Yes, the dance numbers themselves exude masculine, muscular heat — how could they not with Channing Tatum, Matthew McConaughey, Alex Pettyfer and Joe Manganiello strutting on stage in barely-there costumes? But Soderbergh and writer Reid Carolin take us behind the scenes and linger over the minutiae of these performers’ daily lives. They go thong shopping. They rehearse their routines. They lift weights backstage. Even the after-hours hook-ups with ladies from the audience feel like an obligatory step, like brushing your teeth before going to bed.

It all seems glamorous and thrilling at first for Pettyfer’s character, Adam, who becomes known as The Kid. A 19-year-old neophyte in this neon-colored world, he serves as our wide-eyed guide once the more established Mike (Tatum) recruits him to be a dancer at the Club Xquisite male revue. Comparisons to “Boogie Nights,” both for the structure and the sexual subject matter, are inevitable. But Soderbergh avoids the kind of high style and histrionics that marked Paul Thomas Anderson’s lurid look at the porn industry in the ’70s.
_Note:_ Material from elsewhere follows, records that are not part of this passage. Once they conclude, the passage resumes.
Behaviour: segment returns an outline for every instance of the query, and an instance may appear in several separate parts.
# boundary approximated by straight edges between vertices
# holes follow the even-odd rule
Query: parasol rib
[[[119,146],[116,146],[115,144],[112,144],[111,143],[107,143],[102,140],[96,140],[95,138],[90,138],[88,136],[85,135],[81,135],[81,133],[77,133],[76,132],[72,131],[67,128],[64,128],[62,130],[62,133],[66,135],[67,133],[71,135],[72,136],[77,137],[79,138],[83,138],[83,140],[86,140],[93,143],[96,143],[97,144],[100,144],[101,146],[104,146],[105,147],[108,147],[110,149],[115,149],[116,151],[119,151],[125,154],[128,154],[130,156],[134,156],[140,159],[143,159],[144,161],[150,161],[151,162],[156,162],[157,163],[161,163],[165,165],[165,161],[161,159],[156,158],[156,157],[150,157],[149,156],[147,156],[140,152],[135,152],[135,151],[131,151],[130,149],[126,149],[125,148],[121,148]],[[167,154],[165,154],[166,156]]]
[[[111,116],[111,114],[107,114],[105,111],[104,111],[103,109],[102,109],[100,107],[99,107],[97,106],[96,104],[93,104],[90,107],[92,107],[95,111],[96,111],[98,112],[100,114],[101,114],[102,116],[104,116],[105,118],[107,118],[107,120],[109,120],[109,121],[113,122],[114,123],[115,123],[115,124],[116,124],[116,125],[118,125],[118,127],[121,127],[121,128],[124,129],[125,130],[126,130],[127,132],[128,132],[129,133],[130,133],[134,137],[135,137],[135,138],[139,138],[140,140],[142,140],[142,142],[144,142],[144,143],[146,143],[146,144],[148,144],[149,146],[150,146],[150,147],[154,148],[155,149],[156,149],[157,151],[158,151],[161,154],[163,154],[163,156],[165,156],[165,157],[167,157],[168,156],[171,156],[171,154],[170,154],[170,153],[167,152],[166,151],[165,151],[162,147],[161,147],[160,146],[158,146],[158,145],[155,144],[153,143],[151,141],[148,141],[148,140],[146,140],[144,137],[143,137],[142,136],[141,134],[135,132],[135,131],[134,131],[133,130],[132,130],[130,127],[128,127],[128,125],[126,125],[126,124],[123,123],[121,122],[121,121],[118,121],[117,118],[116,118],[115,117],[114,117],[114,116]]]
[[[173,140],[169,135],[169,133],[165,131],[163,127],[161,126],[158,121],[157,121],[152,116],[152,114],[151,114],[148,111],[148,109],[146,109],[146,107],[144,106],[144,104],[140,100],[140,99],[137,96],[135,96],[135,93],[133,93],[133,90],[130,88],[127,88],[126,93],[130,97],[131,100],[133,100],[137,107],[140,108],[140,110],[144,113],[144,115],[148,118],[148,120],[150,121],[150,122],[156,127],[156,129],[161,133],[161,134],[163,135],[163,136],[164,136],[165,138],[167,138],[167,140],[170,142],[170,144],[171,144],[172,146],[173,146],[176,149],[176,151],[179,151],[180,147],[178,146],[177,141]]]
A more apt point of comparison would be the original “Sex & the City” movie; it’ll have a similar appeal for straight women and gay men in equal measure. This is a movie that’s tailor-made for groups of friends to get together and giggle and ogle at the spectacle of it all. And it is a lot of fun, but it’s also more substantial than you might expect, and more mundane.

Tatum, who’s also a producer on the film, understands the allure of this lifestyle: He lived it when he was The Kid’s age, briefly working as a male stripper before breaking into acting, and “Magic Mike” is kinda-sorta inspired by that time.

“Magic Mike” follows one long booze-infused summer as Mike, The Kid and their co-stars work the ladies while their boss, stripper-turned-club-owner Dallas (McConaughey), makes plans to expand to Miami. This is an excellent fit for McConaughey, who’s doing some of the best work of his career. All the swagger is there, but he’s also willing to show a darker and more dangerous side as he gets older, as if he isn’t so interested anymore in making us like him. And that actually makes him more likable.

Yes, “Magic Mike” is a bit of a formulaic cautionary tale about the perils of having too much, too soon.  Mike helps keep this fantasy world grounded in truth; he strips — and works construction jobs and details cars — in the hopes of saving enough money to start his own business. There’s nothing magical or even sexy about that: it’s just the cold, hard reality of our time.

"Magic Mike" is rated R and is showing at College 9 and UEC Theater 12.